Chapter 7. Visualizing Data

 

"The greatest value of a picture is when it forces us to notice what we never expected to see."

 
 --John Wilder Tukey, statistician and developer of the box plot
 

"The purpose of visualization is insight, not pictures."

 
 --Ben Shneiderman, developer of the treemap

These two quotes are interesting in their juxtaposition. One tells us to draw pictures that reveal the unexpected. The other tells us that the purpose of visualization is not pictures but insight. If they were part of the same conversation, one might believe that the two famous contributors to the area of data visualization were in a disagreement.

Of course, this is not true, and these statements were made at different times and in different contexts. However, they could be part of the same conversation. One that extols us to, yes, create pictures, but not just pretty pictures; pictures that deliver insight, pictures that reveal the unexpected.

In this chapter, we are going to explore where data visualization has come from. We will also look at the important things to understand about how humans work with data, and this will lead us to some rules about how to present data most effectively.

These are the topics we'll cover in this chapter:

  • Reviewing the history of data visualization
  • Understanding the audience
  • Designing effective visualizations

Reviewing the history of data visualization

Before we can discuss how best to visualize data, it is useful to understand a little about your audience: humans. The first thing to understand is that humans have been visualizing things for a long, long time. Some people seem to think that data visualization started some time in 1800, but things were happening a long time before that.

Beginning the story

At some unknown stage in human evolution, it suddenly became important to tell stories. In many cultures, the easiest way to tell these stories was to create pictures that would enable the storyteller to show the listeners what was being related:

Beginning the story

Bisonte Rupestre en Altamira by Baperukamo—own work

This photograph is licensed under Creative Commons Attribution-Share Alike 3.0 via Wikimedia Commons and is available at http://commons.wikimedia.org/wiki/File:Bisonte_Rupestre_en_Altamira.jpg#mediaviewer/File:Bisonte_Rupestre_en_Altamira.jpg.

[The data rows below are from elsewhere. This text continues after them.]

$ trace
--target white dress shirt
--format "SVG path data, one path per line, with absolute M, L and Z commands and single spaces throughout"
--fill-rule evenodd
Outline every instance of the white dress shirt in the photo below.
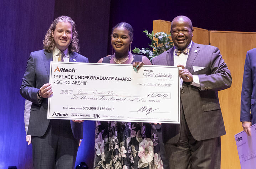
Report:
M 191 46 L 192 45 L 192 41 L 190 42 L 190 43 L 188 46 L 188 48 L 189 49 L 189 52 L 191 52 L 190 51 L 190 48 L 191 48 Z M 175 46 L 174 46 L 174 49 L 175 49 L 176 47 Z M 179 64 L 181 64 L 183 65 L 185 68 L 186 68 L 186 64 L 187 62 L 187 60 L 188 60 L 188 57 L 189 56 L 189 54 L 185 54 L 184 53 L 181 53 L 179 56 L 178 56 L 175 53 L 174 50 L 173 50 L 173 62 L 174 63 L 174 66 L 177 66 Z M 180 67 L 180 69 L 181 69 L 181 68 Z M 197 75 L 193 75 L 193 81 L 191 83 L 191 85 L 195 86 L 198 88 L 200 87 L 200 83 L 199 81 L 199 78 L 198 76 Z M 183 82 L 183 80 L 180 78 L 180 88 L 181 89 L 182 86 L 182 83 Z
M 65 62 L 69 62 L 69 52 L 68 52 L 68 48 L 67 48 L 65 51 L 63 51 L 65 55 L 63 57 L 63 60 Z M 53 62 L 58 62 L 58 59 L 59 58 L 59 55 L 61 51 L 56 47 L 54 48 L 52 51 L 52 61 Z

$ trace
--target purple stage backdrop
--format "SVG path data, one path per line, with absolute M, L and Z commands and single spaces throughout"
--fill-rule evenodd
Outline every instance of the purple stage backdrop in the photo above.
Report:
M 225 1 L 1 0 L 0 168 L 32 168 L 32 146 L 25 141 L 25 100 L 20 86 L 30 53 L 42 49 L 44 35 L 55 18 L 67 15 L 74 19 L 80 53 L 97 62 L 112 53 L 112 28 L 121 22 L 133 28 L 132 49 L 148 47 L 149 41 L 142 32 L 152 31 L 153 20 L 171 21 L 179 15 L 190 18 L 194 26 L 209 30 L 256 31 L 253 1 Z M 76 165 L 85 162 L 92 168 L 94 124 L 84 122 Z

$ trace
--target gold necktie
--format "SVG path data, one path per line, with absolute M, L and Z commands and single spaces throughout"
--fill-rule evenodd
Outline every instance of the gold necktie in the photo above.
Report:
M 59 53 L 59 57 L 58 58 L 58 62 L 64 62 L 63 57 L 65 56 L 63 52 L 61 51 Z
M 181 53 L 184 53 L 185 54 L 187 55 L 188 54 L 189 52 L 189 49 L 186 48 L 183 51 L 180 51 L 178 49 L 175 49 L 174 50 L 174 52 L 175 52 L 175 53 L 176 54 L 177 56 L 179 56 Z

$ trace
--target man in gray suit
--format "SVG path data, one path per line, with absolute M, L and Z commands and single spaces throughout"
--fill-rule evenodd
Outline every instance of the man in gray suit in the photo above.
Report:
M 180 124 L 162 124 L 163 141 L 170 168 L 220 168 L 226 131 L 218 91 L 229 88 L 232 78 L 219 49 L 193 42 L 193 31 L 189 18 L 175 17 L 174 47 L 152 60 L 181 68 Z
M 47 117 L 48 98 L 54 91 L 48 83 L 50 62 L 88 62 L 76 52 L 79 47 L 75 24 L 67 16 L 54 20 L 43 41 L 45 49 L 31 53 L 22 78 L 21 94 L 32 102 L 27 134 L 31 136 L 35 169 L 73 168 L 82 138 L 83 121 Z

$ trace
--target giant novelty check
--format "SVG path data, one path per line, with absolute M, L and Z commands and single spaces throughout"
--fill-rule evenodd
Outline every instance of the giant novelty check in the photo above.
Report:
M 48 118 L 180 122 L 179 68 L 51 63 Z
M 242 169 L 253 169 L 256 166 L 256 124 L 250 127 L 251 136 L 242 131 L 235 135 Z

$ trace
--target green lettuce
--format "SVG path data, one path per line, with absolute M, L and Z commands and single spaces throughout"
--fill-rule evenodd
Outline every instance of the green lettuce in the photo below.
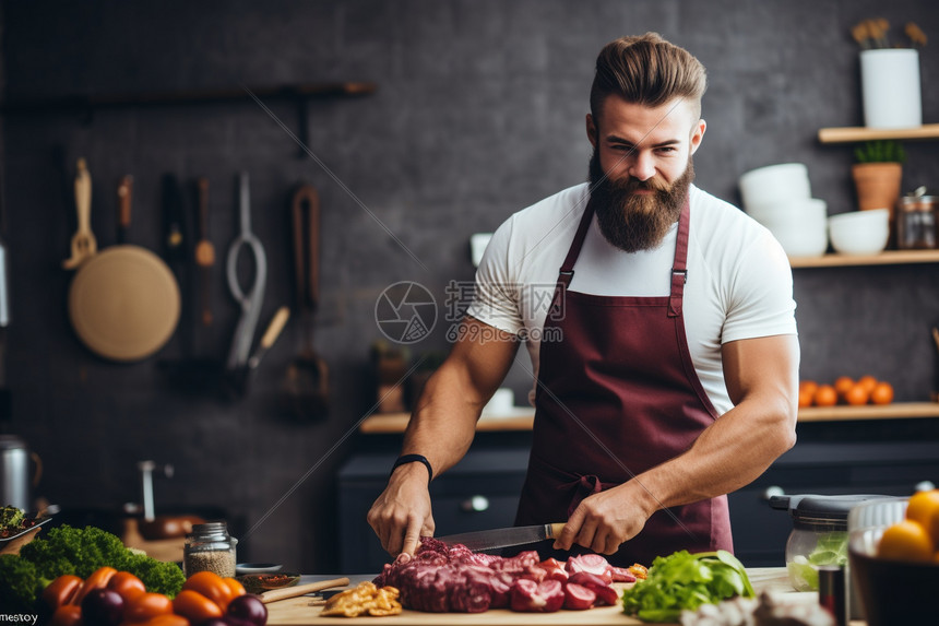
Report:
M 680 551 L 652 562 L 649 577 L 622 592 L 622 610 L 643 622 L 678 622 L 682 610 L 756 592 L 744 564 L 729 552 Z

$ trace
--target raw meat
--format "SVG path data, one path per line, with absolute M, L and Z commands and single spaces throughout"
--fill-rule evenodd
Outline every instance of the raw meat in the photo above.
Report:
M 540 562 L 535 551 L 506 558 L 423 538 L 413 557 L 403 554 L 385 564 L 375 583 L 397 588 L 402 605 L 415 611 L 482 613 L 511 607 L 551 612 L 566 604 L 578 610 L 615 604 L 611 579 L 611 567 L 599 555 L 572 557 L 564 565 L 555 559 Z
M 558 580 L 535 582 L 520 578 L 512 583 L 512 611 L 554 613 L 564 604 L 564 588 Z
M 570 611 L 585 611 L 596 602 L 596 593 L 577 582 L 564 584 L 564 609 Z

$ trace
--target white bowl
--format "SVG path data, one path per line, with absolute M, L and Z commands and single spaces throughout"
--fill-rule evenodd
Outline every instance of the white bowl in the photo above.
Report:
M 828 203 L 818 198 L 788 200 L 774 202 L 772 204 L 757 204 L 747 208 L 747 214 L 753 220 L 772 228 L 783 223 L 809 224 L 811 227 L 821 225 L 825 227 L 828 217 Z
M 831 246 L 842 255 L 877 255 L 890 236 L 890 210 L 849 211 L 828 218 Z
M 745 208 L 812 197 L 808 168 L 801 163 L 751 169 L 740 176 L 739 186 Z

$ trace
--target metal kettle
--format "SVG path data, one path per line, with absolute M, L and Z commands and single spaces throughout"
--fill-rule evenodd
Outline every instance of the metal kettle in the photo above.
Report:
M 29 461 L 35 469 L 29 475 Z M 16 435 L 0 435 L 0 506 L 11 505 L 31 511 L 31 489 L 43 476 L 43 460 L 29 451 L 26 442 Z

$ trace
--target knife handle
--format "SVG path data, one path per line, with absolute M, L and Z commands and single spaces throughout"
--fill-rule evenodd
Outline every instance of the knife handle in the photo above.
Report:
M 567 525 L 564 522 L 546 523 L 545 533 L 548 535 L 548 539 L 558 539 L 561 536 L 564 525 Z
M 286 600 L 287 598 L 306 595 L 307 593 L 312 593 L 313 591 L 322 591 L 323 589 L 330 589 L 331 587 L 348 587 L 348 578 L 334 578 L 332 580 L 321 580 L 319 582 L 310 582 L 308 584 L 298 584 L 296 587 L 287 587 L 284 589 L 274 589 L 272 591 L 265 591 L 260 595 L 260 598 L 261 602 L 268 604 L 269 602 L 276 602 L 277 600 Z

As civilizations grew, the aural transfer of information became more important. Later, the written word became the most important method of transmitting messages. However, art was always the most important way of telling stories and sharing ideas.

As numeracy increased and mathematics developed, methods to use images to understand the numbers started to appear.

Analyzing geometry

The first cases of uses of visualizations to represent numbers come in the area of analytical geometry—using some kind of coordinate system to either resolve or create equations.

Grecian influences

The earliest uses can be traced back to before 300 BC in ancient Greece, during the great era of philosophers, at a time when scholastic pursuits were encouraged.

Menaechmus (around 380 BC to 320 BC) was a Greek mathematician and friend of Plato, who is credited with discovering the conic sections: the realization that shapes like the ellipse and parabola were actually cross-sections of a cone. His methods of proving his theorems had a strong resemblance to the use of coordinates.

Apollonius of Perga (around 262 BC to 190 BC) developed a method that is very similar to those developed by more modern mathematicians. He can't be fully attributed with the development of analytical geometry, because he was also working on conics and his equations related to curves. He was able to come up with equations of the motions of planets, and his work influenced other important mathematicians such as Ptolemy.

Claudius Ptolemy (around 90 AD to 168 AD) created one of the first, widely replicated data visualizations when he created his Geographia. He collected as much data as he could, transformed it using rules that he established himself, and created his famous world maps.

French discord

One of the most interesting debates in Mathematics is that of who really created analytical geometry. The debate centers on two famous French mathematicians and history appears to have come down in the favor of the publishing date.

René Descartes (1596 to 1650) is the historical winner:

French discord

René Descartes

This photograph is licensed under Public Domain via Wikimedia Commons and is available at http://commons.wikimedia.org/wiki/File:Ren%C3%A9_Descartes.jpg#mediaviewer/File:Ren%C3%A9_Descartes.jpg.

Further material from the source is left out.